4. Rule-Based Advantages Are Disappearing
- Low hardware cost — but the Zynq 1EG + M1076 combination is now affordable for commercial equipment
- Interpretability — but modern explainability techniques (Grad-CAM) can visualize what the network focuses on, and with the Mali GPU + external display, operators can see exactly why a note was rejected
- Predictability — but thorough validation on test datasets provides statistical confidence
5. A Real-World Analogy
Rule-based approach: Hand a new employee a checklist — "check watermark at position X, check security thread at position Y." They will catch counterfeits that fail these specific checks, but miss any counterfeit designed to pass the checklist.

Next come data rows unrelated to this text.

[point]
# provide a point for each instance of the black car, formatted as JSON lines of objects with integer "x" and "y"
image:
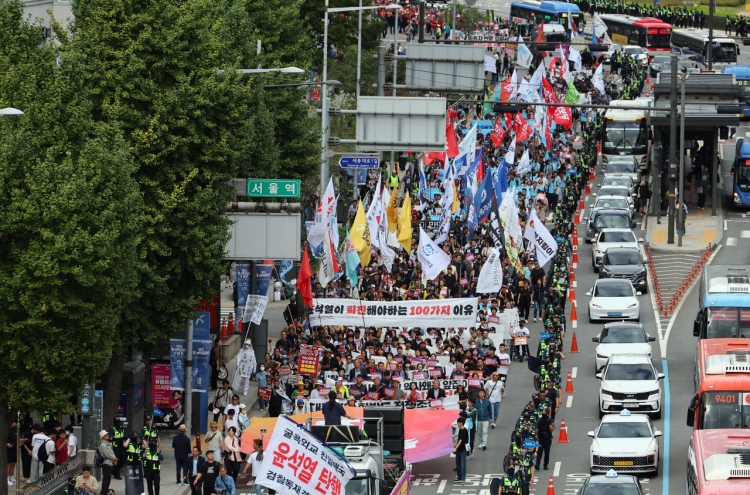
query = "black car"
{"x": 625, "y": 263}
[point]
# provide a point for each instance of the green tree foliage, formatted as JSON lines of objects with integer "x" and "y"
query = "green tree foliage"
{"x": 70, "y": 218}
{"x": 152, "y": 69}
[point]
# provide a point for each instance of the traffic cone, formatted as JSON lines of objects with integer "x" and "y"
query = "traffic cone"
{"x": 574, "y": 344}
{"x": 569, "y": 385}
{"x": 563, "y": 438}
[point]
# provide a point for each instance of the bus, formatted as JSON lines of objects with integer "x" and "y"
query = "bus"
{"x": 718, "y": 463}
{"x": 647, "y": 32}
{"x": 721, "y": 385}
{"x": 723, "y": 303}
{"x": 531, "y": 12}
{"x": 693, "y": 43}
{"x": 626, "y": 132}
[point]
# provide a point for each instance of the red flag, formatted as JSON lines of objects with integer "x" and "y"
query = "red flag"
{"x": 522, "y": 128}
{"x": 303, "y": 280}
{"x": 451, "y": 149}
{"x": 498, "y": 133}
{"x": 540, "y": 34}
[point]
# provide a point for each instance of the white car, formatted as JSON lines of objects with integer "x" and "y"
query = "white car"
{"x": 630, "y": 381}
{"x": 608, "y": 238}
{"x": 637, "y": 52}
{"x": 625, "y": 442}
{"x": 613, "y": 299}
{"x": 620, "y": 337}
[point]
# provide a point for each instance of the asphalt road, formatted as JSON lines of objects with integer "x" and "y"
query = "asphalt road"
{"x": 673, "y": 354}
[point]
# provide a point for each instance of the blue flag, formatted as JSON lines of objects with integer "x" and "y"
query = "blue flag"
{"x": 483, "y": 198}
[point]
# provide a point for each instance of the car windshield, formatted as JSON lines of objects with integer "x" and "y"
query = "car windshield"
{"x": 623, "y": 258}
{"x": 630, "y": 371}
{"x": 623, "y": 167}
{"x": 633, "y": 50}
{"x": 611, "y": 489}
{"x": 622, "y": 335}
{"x": 617, "y": 237}
{"x": 624, "y": 430}
{"x": 612, "y": 221}
{"x": 614, "y": 289}
{"x": 611, "y": 202}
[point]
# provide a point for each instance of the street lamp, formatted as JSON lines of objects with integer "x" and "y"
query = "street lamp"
{"x": 283, "y": 70}
{"x": 681, "y": 213}
{"x": 325, "y": 120}
{"x": 10, "y": 111}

Data-driven approach: Show them 50,000 genuine and counterfeit notes. After sufficient training, they develop a "feel" for authenticity — noticing subtle anomalies that no checklist could capture. Our NPU-based system is the machine equivalent of this trained intuition. And critically — the person who prepares the training notes doesn't need to be an engineer. They just need to correctly sort them into the right categories.
Beyond Tape Detection: Transforming Every Aspect
Tape detection is the first and most dramatic application. But the same full-image, deep learning approach fundamentally improves every function of the banknote counting machine.

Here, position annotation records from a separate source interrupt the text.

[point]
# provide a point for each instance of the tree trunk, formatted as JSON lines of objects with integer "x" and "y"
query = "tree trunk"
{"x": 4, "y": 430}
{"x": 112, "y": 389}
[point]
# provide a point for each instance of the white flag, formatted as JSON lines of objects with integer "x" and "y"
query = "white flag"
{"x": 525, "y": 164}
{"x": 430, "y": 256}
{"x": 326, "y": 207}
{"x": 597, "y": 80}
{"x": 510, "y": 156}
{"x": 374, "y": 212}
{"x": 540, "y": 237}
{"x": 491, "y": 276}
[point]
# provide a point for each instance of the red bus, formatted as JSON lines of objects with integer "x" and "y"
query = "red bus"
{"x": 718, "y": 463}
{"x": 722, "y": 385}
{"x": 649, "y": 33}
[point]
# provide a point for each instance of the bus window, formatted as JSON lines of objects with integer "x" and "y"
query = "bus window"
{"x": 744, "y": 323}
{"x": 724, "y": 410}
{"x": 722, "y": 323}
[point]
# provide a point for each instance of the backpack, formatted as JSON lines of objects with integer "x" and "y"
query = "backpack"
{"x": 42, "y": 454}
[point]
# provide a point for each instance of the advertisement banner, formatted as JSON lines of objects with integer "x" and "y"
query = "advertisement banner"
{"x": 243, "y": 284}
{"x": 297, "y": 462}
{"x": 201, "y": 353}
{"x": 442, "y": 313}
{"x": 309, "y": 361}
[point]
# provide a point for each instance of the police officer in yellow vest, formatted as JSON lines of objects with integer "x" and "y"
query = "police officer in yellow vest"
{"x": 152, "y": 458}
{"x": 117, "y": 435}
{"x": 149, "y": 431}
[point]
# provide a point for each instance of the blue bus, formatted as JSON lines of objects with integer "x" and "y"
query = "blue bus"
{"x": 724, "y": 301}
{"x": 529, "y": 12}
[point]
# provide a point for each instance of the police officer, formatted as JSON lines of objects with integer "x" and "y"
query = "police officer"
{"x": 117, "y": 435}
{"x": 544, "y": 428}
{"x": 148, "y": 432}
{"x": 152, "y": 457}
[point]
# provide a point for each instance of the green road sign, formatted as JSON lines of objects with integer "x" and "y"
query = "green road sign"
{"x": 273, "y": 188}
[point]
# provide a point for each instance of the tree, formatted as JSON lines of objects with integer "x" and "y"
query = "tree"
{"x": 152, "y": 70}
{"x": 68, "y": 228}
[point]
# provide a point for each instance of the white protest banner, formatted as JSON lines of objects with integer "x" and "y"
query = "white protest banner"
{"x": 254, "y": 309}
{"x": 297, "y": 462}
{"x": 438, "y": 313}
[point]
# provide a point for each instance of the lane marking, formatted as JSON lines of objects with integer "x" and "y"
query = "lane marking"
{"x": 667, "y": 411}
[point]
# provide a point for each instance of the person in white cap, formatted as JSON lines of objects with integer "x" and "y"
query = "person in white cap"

| Function | Old (Rule-based + SVM) | New (CIS + NPU + ResNet) |
|---|---|---|
| Counterfeit detection | Rule-based thresholds + two SVMs (specific area + full area) | Analyze entire surface under 5 spectral modes |
| Composite note | Serial number comparison only | Direct visual detection of cut lines |
| Tape detection | 64.58% (CBRF best) | Target: near 100% |
| Fitness sorting | Binary (fit/unfit), coarse | Granular, defect-specific classification |
| Serial number OCR | Fixed position, fragile | Position-invariant, robust |
| New counterfeit response | New rules must be written per counterfeit type | Retrain with new samples and deploy |
| Orientation sorting | Basic feature matching | Full visual context, robust to damage |
| Security verification | Independent threshold checks | Holistic multi-spectral analysis |
Adaptive Learning — Getting Smarter Over Time, By Anyone
Perhaps the most transformative advantage: the NPU-based system improves continuously through model updates — without any hardware changes and without requiring software engineers.
The key insight: the only human expertise required is accurate labeling. If you can correctly identify a banknote as genuine or counterfeit, fit or unfit, taped or clean — you can build the training dataset. The neural network handles the rest. This means dealers, operators, or central bank staff can contribute directly to model improvement — and the entire cycle from labeling to a deployable model takes hours to days, not weeks or months.
We are planning to build a self-service model development system — a platform where dealers and qualified domain experts can create and train their own models directly, without any programming knowledge. Anyone with the right domain expertise to label banknotes accurately will be able to develop, validate, and deploy custom models tailored to their specific market and currency requirements.
- New type of counterfeit appears in the market → label new samples → retrain → deploy via remote upgrade
- Central bank changes fitness criteria → re-label accordingly → retrain → deploy
- New currency version released → collect and label new notes → fine-tune → deploy
The Mythic AI workflow: from standard deep learning frameworks to optimized edge deployment. Models trained in PyTorch or TensorFlow are quantized and compiled for the M1076 NPU, then deployed to edge devices — enabling continuous model updates without hardware changes.